Une étude ancienne publiée en 2010 a remis en cause l’efficacité antalgique des solutions sucrées (1). Dans cette étude randomisée contrôlée incluant 59 enfants répartis en 2 groupes (29 enfants recevaient du saccharose 24% et 30 de l’eau stérile avant une ponction au talon), les objectifs étaient l’analyse de potentiels évoqués cérébraux spécifiques de la douleur, l’analyse du réflexe médullaire de retrait lors de la ponction et le score de douleur mesuré par la PIPP. Seuls 20 et 24 enfants ont finalement eu les analyses. Il n’y avait pas de différence neurophysiologique entre les 2 groupes : l’amplitude des potentiels évoqués cérébraux de la douleur était la même, ainsi que le réflexe médullaire de retrait (amplitude et latence). En revanche les enfants recevant du saccharose avaient un score de douleur significativement plus bas que ceux recevant le placebo (aucun enfant du groupe saccharose ne manifestaient de signe de douleur tandis que 13 enfants du groupe placebo avaient une PIPP élevée).

Les auteurs ont conclu que, comme il n’y avait aucun changement neurophysiologique après une administration de sucre, celui-ci n’était pas antalgique.

Plusieurs critiques peuvent être faites sur ces conclusions :

  • Le nombre de patients inclus est très bas et cette étude n’a pas été reconduite à plus grande échelle. Les validités externe et interne sont discutables.
  • Les critères retenus pour l’analyse neurophysiologique sont plus que discutables : les variations de 2 potentiels évoqués cérébraux ont été analysés. Ces derniers sont dits spécifiques de la douleur mais seules des variations minimes ont été analysées (millisecondes). Le critère de jugement principal n’est pas fiable.
  • Ce qui est remarquable en revanche est l’efficacité clinique du saccharose puisqu’aucun enfant en ayant reçu n’a manifesté de signe de douleur.

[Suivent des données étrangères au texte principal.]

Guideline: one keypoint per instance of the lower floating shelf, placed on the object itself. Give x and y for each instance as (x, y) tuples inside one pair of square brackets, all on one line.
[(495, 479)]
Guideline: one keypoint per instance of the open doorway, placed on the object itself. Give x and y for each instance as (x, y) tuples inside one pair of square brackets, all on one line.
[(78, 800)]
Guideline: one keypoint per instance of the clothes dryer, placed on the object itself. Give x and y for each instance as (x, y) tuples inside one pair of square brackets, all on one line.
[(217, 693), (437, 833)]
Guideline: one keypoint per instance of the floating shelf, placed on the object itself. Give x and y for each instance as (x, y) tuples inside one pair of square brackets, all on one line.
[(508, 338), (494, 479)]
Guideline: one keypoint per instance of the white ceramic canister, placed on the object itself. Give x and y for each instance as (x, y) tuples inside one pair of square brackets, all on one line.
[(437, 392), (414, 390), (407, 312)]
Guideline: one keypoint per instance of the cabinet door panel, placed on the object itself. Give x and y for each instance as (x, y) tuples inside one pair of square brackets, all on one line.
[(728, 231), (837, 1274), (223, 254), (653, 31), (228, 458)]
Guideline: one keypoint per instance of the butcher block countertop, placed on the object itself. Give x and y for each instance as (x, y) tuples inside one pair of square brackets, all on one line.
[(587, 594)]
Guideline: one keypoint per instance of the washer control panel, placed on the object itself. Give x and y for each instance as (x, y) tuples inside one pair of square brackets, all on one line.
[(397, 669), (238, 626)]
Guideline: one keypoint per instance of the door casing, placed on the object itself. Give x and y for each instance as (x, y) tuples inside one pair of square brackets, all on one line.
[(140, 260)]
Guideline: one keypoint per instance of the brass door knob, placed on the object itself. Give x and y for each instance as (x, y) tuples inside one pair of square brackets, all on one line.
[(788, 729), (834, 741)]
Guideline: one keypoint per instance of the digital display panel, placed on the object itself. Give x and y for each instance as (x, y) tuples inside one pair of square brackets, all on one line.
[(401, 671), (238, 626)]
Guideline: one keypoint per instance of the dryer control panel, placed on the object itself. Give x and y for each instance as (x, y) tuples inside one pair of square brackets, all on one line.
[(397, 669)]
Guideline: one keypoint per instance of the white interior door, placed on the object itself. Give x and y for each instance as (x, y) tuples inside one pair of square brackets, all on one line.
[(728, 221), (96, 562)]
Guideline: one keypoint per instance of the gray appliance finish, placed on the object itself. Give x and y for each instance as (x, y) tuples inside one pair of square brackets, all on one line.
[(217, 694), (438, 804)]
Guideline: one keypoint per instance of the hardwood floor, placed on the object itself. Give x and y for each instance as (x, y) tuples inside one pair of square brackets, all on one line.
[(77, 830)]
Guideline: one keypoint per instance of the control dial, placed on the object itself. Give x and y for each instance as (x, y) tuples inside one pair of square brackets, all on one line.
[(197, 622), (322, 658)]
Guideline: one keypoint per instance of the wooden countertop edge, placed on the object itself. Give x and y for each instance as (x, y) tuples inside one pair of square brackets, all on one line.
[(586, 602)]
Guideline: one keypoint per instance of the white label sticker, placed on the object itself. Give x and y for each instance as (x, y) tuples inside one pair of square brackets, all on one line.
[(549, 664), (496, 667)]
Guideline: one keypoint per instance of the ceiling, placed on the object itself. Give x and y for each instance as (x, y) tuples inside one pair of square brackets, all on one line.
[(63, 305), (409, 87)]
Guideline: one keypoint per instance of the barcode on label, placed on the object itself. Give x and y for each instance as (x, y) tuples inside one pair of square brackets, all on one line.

Le mode d’action des solutions sucrées est mal connu mais fait probablement intervenir le système opioïdergique endogène. Même si quelques marqueurs neurophysiologiques, dont le choix et la valeur sont discutables, ne montrent pas de modifications lors de l’administration de solutions sucrées lors d’un geste douloureux, on ne peut pas en conclure de façon aussi affirmative que le sucre n’est pas antalgique chez le nouveau-né, car cliniquement, notamment l’activité faciale, la différence est notable.

Aussi, les solutions sucrées doivent toujours être utilisées avant un geste douloureux chez le nouveau-né et le nourrisson, associées à la succion non nutritive qui potentialise leur action, et ce pendant toute la durée du geste. Elles doivent être réservées aux gestes douloureux uniquement, à la dose minimale efficace, en respectant 2 minutes de délai entre l’administration et le geste. Le nombre de publications prouvant leur efficacité antalgique est bien supérieur à la seule étude, ancienne et de méthodologie discutable, remettant en cause cet effet (2).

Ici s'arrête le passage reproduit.